Fatmagül'ün Suçu ne? was well received by Ethiopians due to the popularity of other Turkish dramas that had been previously shown in Ethiopia. Fatmagül'ün Suçu ne? was dubbed in Amharic with title "ቅጣት" or "kitat" and aired on Kana TV.

===Pakistan===
Fatmagül'ün Suçu ne? was the second most popular Turkish series in Pakistan which was ranked top in 2013 above all Pakistani shows. The series averaged 16% TV ratings with the viewership above 25 million in Pakistani urban and rural market.

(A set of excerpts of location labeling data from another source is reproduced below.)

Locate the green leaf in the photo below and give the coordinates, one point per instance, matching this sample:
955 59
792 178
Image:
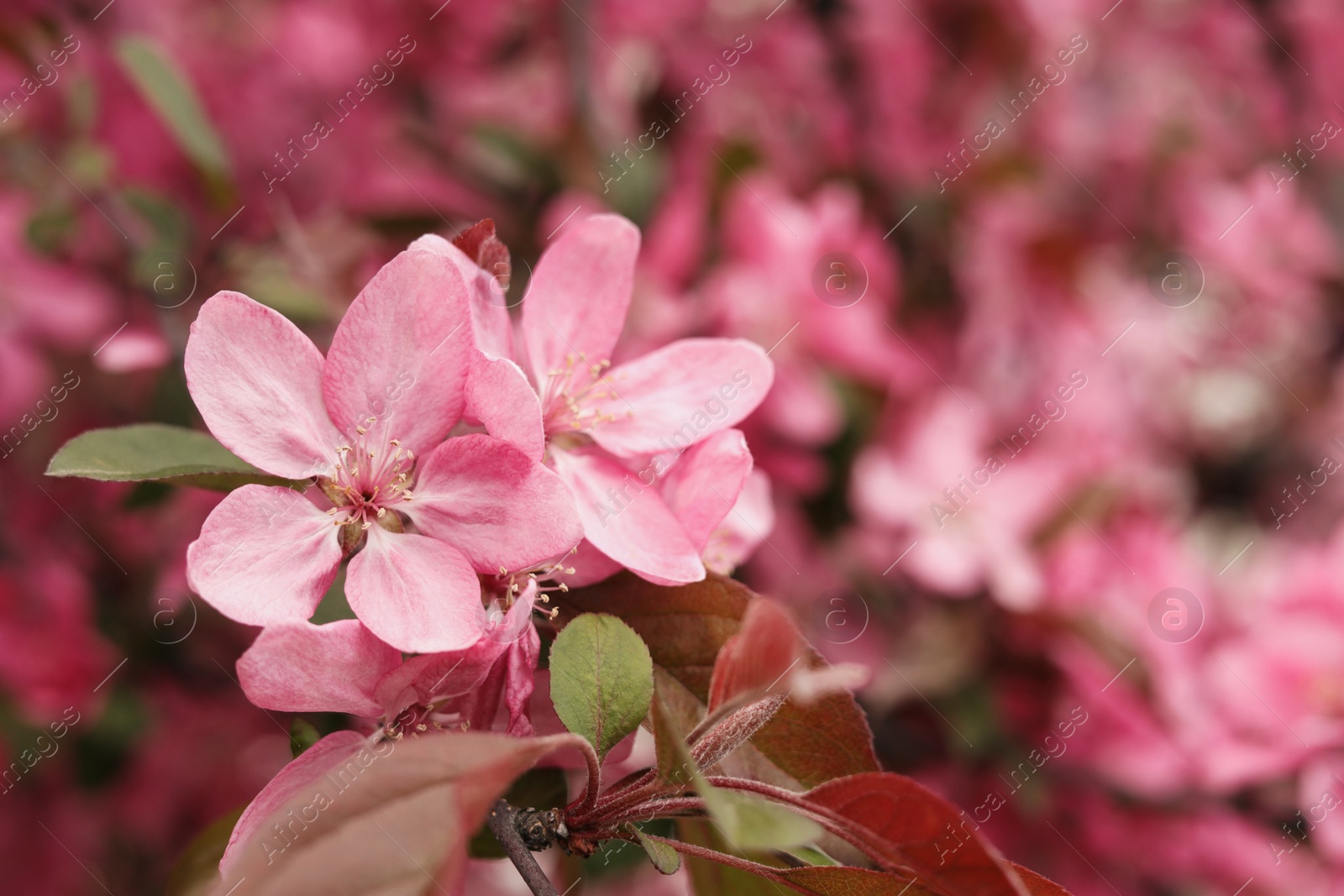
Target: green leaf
662 855
712 879
197 869
685 626
302 735
156 452
168 92
752 822
601 680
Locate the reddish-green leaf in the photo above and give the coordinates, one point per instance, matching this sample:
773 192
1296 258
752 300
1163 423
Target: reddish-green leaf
757 658
712 878
362 820
674 757
660 853
685 629
920 831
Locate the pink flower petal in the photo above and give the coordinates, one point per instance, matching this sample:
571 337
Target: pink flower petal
680 394
400 355
259 385
264 555
628 520
297 667
416 593
491 324
519 683
315 762
499 396
580 295
436 676
703 485
494 504
591 566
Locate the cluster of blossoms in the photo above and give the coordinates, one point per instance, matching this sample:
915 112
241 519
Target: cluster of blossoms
913 450
436 517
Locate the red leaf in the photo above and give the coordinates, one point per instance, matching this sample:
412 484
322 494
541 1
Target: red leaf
480 244
927 833
1038 886
685 626
754 660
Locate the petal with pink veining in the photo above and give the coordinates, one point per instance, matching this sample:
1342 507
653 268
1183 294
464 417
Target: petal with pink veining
324 755
454 673
499 396
494 504
680 394
299 667
416 593
491 324
628 520
259 385
580 295
703 485
264 555
400 355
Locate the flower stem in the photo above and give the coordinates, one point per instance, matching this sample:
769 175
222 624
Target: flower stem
501 822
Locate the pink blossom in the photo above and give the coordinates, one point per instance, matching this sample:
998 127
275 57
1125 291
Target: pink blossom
342 667
369 423
612 434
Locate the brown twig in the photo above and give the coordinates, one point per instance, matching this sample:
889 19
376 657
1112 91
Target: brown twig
501 821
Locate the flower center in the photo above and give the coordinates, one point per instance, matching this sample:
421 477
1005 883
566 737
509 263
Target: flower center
569 396
371 476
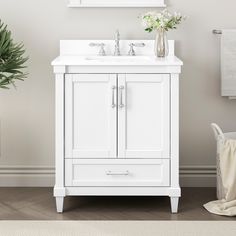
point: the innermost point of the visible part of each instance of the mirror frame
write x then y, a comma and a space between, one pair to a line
116, 3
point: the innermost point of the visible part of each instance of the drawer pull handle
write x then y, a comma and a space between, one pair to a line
109, 172
121, 96
113, 105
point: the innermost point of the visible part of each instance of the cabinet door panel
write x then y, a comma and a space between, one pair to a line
90, 118
145, 118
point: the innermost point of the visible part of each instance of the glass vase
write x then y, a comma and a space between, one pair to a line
161, 44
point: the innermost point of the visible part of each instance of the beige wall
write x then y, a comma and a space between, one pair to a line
27, 114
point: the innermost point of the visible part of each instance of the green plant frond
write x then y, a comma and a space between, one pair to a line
12, 59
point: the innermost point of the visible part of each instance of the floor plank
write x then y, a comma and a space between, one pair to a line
39, 204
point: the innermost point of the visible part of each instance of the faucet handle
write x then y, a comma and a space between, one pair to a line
132, 45
101, 45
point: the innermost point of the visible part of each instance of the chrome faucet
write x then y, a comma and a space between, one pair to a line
117, 44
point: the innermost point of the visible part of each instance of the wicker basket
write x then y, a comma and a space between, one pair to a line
220, 138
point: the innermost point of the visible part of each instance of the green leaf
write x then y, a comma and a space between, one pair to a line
12, 59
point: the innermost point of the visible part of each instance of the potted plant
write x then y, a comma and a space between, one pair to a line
161, 22
12, 59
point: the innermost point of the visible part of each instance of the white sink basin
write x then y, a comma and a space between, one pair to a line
118, 59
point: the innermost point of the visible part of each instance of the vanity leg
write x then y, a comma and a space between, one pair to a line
59, 204
174, 201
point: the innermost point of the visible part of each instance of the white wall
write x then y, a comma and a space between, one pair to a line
27, 114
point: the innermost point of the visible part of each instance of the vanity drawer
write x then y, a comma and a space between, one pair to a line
79, 172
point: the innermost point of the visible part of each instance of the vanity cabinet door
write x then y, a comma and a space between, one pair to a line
90, 116
144, 116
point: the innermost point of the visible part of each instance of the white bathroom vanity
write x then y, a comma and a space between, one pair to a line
117, 121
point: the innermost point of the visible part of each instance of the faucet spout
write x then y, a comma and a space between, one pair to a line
117, 43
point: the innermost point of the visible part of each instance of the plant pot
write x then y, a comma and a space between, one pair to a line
161, 48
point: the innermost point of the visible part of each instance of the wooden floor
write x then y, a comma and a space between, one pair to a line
38, 204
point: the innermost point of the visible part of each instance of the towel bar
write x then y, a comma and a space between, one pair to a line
217, 31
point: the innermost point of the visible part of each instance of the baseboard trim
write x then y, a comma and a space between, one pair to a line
43, 176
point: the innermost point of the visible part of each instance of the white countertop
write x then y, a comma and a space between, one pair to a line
73, 60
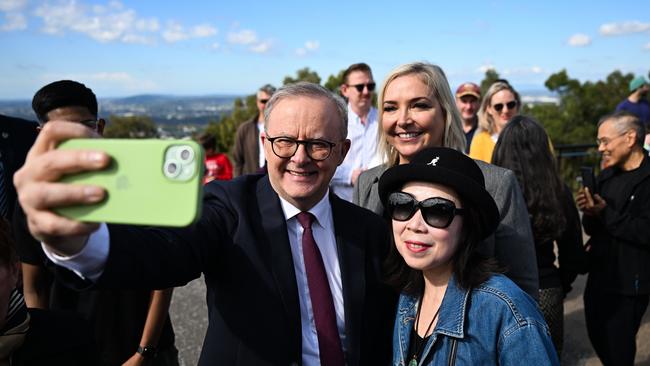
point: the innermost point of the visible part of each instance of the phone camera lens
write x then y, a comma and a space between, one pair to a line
185, 154
172, 169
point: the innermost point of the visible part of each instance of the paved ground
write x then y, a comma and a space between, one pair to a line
189, 316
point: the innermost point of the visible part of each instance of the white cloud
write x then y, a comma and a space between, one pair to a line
204, 30
618, 29
244, 37
312, 45
261, 47
485, 68
12, 5
113, 22
174, 33
13, 22
119, 79
579, 40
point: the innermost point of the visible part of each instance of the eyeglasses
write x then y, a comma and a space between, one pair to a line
359, 87
286, 147
90, 123
436, 211
606, 140
499, 106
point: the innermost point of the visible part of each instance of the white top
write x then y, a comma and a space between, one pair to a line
90, 263
362, 154
260, 145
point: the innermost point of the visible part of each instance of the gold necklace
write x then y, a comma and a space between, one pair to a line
418, 348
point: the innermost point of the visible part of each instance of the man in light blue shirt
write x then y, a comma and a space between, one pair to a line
358, 87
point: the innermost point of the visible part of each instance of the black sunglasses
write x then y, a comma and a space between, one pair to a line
499, 106
359, 87
436, 211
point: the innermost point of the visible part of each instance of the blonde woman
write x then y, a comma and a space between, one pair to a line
417, 110
500, 104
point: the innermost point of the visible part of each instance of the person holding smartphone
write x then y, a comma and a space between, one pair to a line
617, 219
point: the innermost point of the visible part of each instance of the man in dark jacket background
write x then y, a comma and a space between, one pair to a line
617, 217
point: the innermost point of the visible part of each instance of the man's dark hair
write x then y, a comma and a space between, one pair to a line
470, 267
208, 141
624, 121
356, 67
63, 93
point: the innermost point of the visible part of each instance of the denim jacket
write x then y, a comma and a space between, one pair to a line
495, 323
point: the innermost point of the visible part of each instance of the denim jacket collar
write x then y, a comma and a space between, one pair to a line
451, 319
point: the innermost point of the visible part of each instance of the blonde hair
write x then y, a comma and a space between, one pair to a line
434, 78
485, 120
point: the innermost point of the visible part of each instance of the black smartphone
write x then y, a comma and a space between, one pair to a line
589, 179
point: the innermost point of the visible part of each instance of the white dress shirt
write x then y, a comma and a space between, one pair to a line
362, 153
90, 263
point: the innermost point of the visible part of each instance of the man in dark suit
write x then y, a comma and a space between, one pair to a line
16, 137
248, 154
293, 273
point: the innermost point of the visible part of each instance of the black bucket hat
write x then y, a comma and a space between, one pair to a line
450, 168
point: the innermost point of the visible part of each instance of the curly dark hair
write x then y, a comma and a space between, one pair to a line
525, 148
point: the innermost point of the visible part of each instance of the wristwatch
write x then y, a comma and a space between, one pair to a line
147, 351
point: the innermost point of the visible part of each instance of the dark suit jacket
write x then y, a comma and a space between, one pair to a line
56, 339
241, 246
246, 152
16, 138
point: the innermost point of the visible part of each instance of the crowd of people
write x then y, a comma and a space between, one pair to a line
431, 229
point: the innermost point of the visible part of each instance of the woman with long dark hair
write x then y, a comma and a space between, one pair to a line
523, 147
453, 307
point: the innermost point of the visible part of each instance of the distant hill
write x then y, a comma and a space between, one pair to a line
163, 109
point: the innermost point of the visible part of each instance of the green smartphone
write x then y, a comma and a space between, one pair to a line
148, 182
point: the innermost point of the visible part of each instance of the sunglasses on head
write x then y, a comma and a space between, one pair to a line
499, 106
437, 212
359, 87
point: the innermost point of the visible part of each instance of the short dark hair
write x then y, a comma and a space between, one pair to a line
470, 267
624, 121
8, 254
356, 67
208, 141
63, 93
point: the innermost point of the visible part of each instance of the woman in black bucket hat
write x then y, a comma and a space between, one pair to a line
453, 307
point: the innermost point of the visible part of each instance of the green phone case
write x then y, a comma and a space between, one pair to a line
148, 182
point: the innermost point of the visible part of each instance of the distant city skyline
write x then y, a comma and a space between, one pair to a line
124, 48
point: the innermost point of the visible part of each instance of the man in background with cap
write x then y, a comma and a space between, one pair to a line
358, 88
637, 102
468, 101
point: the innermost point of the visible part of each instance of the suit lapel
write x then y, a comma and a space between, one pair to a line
351, 253
275, 229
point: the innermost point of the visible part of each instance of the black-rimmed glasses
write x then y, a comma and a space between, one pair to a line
90, 123
359, 87
286, 147
437, 212
499, 106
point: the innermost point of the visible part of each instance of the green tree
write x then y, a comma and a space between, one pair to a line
303, 75
138, 127
334, 81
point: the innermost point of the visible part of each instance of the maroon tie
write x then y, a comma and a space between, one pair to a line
329, 342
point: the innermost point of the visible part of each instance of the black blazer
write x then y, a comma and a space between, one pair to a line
16, 138
241, 246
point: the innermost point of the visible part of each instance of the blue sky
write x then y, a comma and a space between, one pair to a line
122, 48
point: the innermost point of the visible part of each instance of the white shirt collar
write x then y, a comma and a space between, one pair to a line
322, 210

Aşk-ı Memnu, was the highest rated Turkish series which broke all records in 2012.

===Arab world===
In 2013, the most popular Turkish shows worldwide were Fatmagül'ün Suçu ne?, Aşk-ı Memnu and Muhteşem Yüzyıl. Fatmagül'ün Suçu ne? has increased the popularity of Istanbul as a tourist destination among Arabs. With Aşk-ı Memnu's popularity Beren Saat became the female sensation in Arab television which led to a generally higher viewership for Fatmagul.

===Chile===
Binbir Gece and Fatmagül'ün Suçu ne? remain the two most watched Turkish shows in Chile.

==International remake==
- In India the show has been remade by Indian TV channel Star Plus in Hindi under the title of Kya Kasoor Hai Amla Ka. This is the first official remake of the series. The show aired from 3 April 2017 during the noon slot. The show features Pankhuri Awasthy as Amala (Fatmagul), Anant Joshi as Dev (Mustafa) and Rajveer Singh as Abeer (Kerim). The original show titled Fatmagul first aired on Zindagi TV and became a rating success and thus the remake was commissioned.
- A Spanish remake called Alba was released in 2021. The show stars Elena Rivera as Alba (Fatmagul).